Sculpture about homelessness to be erected in Lake Union Park
On April 27, volunteers will begin building a sculpture meant to spark a discussion on homelessness and the meaning of home.
Volunteers and artists will use fallen tree branches from the woods of the East Duwamish greenbelt known as “The Jungle” to create a 300-foot long sculpture called The Spiral Project—a Spiral of Hope in Lake Union Park.
The spiral will be 12 feet tall and feature a live tree at its center.
As with a labyrinth, visitors to the park will be able to walk through the spiral. When they do, project organizers hope people will consider family homelessness, which is experienced by an estimated 12,500 parents and children in the state of Washington on any given night.
The spiral is a partnership of Seattle Parks and Recreation and Seattle University’s Project on Family Homelessness, which is supported by a grant from the Bill & Melinda Gates Foundation. Urban Art Concept is coordinating the project, which will be created by a combination of artist and volunteers.

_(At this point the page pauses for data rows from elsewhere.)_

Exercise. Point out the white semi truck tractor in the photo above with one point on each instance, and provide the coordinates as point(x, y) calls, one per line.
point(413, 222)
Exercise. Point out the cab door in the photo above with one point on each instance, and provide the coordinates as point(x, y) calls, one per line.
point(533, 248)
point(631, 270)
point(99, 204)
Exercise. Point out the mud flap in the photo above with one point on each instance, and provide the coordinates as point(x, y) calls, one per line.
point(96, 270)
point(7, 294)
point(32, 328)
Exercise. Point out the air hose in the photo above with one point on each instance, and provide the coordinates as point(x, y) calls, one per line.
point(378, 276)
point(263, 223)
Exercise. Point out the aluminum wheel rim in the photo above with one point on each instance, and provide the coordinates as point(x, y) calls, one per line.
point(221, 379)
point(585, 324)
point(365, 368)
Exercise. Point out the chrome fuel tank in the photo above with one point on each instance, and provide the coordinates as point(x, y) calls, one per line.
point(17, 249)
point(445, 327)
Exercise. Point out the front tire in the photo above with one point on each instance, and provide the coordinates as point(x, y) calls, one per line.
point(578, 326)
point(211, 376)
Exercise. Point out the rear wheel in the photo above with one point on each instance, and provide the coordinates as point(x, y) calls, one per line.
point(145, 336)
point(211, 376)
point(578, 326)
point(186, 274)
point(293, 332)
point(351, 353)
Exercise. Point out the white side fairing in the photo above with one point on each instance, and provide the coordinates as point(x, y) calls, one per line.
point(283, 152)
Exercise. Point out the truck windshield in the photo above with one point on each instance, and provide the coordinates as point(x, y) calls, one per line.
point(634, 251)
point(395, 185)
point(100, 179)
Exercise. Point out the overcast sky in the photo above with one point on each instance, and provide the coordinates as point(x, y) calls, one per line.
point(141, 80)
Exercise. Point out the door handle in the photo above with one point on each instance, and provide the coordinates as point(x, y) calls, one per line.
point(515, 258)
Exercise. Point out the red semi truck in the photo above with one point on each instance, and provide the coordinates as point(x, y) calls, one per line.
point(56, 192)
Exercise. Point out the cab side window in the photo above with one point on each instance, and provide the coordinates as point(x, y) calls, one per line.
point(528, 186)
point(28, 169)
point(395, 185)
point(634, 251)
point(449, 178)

The spiral is scheduled to be completed in time for a May 18 opening celebration. It will remain at the park until June.
This is not the first socially conscious art event for Urban Art Concept. Last summer, its president Bryan Ohno directed an installation that brought the work of 14 local artists into five Capitol Hill homes slated for demolition. More than 7,000 people visited during the viewing hours of the installation’s three-week run.